No one who has seen and heard this performance will ever forget it. For this is Illinois Republican Everett McKinley Dirksen, 66, minority leader of the U.S. Senate. He is his party's spokesman in the Senate and the man responsible for unifying the often disparate views of G.O.P. members, and for translating those aims into action. As the keystone of the loyal opposition, he must move with a sure political sophistication and a thorough grasp of political events. By dint of these qualities, and abetted by his marvelously furry voice. Dirksen has become one of the truly remarkable characters of the Senate.
True enough, the character has often been caricatured. They call him "Irksome Dirksen." "the Wizard of Ooze," "the Liberace of the Senate," and "Oleaginous Ev." They claim that he was born with a golden thesaurus in his mouth, that he marinates his tonsils in honey. They say that he got his cornball ways from working for the Corn Products Refining Co. plant in Pekin. Ill., his home town, and that his felicity for hot air is a result of his stint as a World War I balloonist.
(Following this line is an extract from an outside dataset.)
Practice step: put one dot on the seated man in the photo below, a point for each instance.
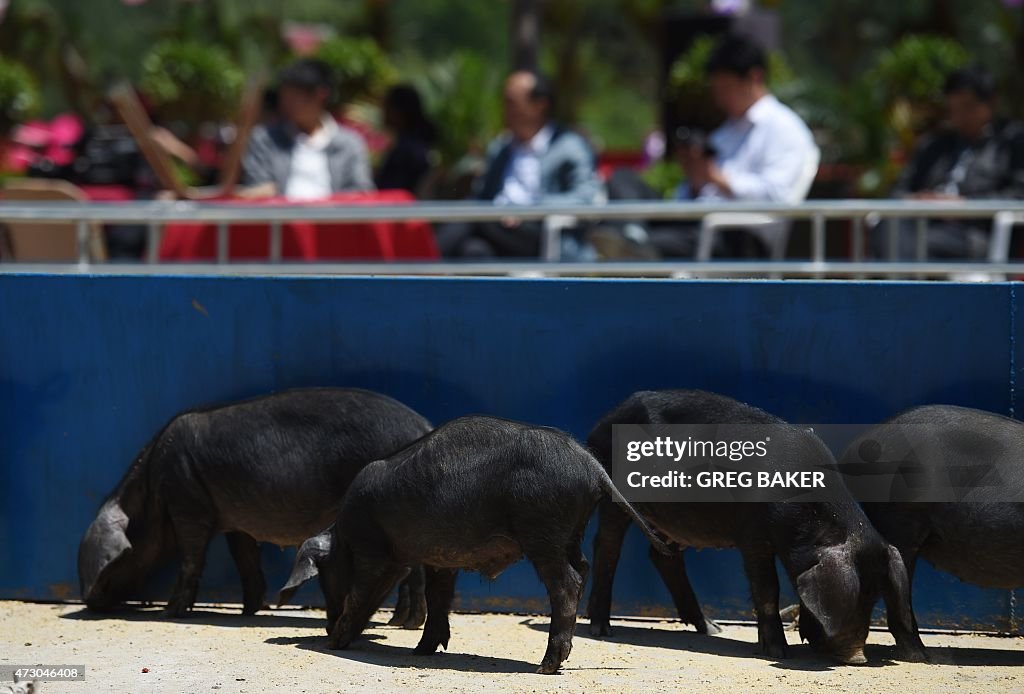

They recall that in his prepolitical days, he had a consuming ambition to become an actor and they argue that he has succeeded superbly. They delight in his adventurous hairdo : "Whatever you want to say about him, he doesn't use that greasy kid stuff." And they point to a political trail that has more twists than that of a palsied sidewinder: the Chicago Sun-Times (whose political creature Dirksen is often, and inaccurately, accused of being) once reported that in his 16 years in the House of Representatives, Dirksen changed his mind 62 times on foreign policy matters, 31 times on military affairs, and 70 times on agricultural policies.
But most of all, outside the Senate itself, they tend to forget or ignore the fact that Dirksen has become the most effective G.O.P. floor leader in a line of succession that includes Oregon's Charles McNary, Maine's Wallace White, Nebraska's Kenneth Wherry, Ohio's Robert Taft and California's William Knowland.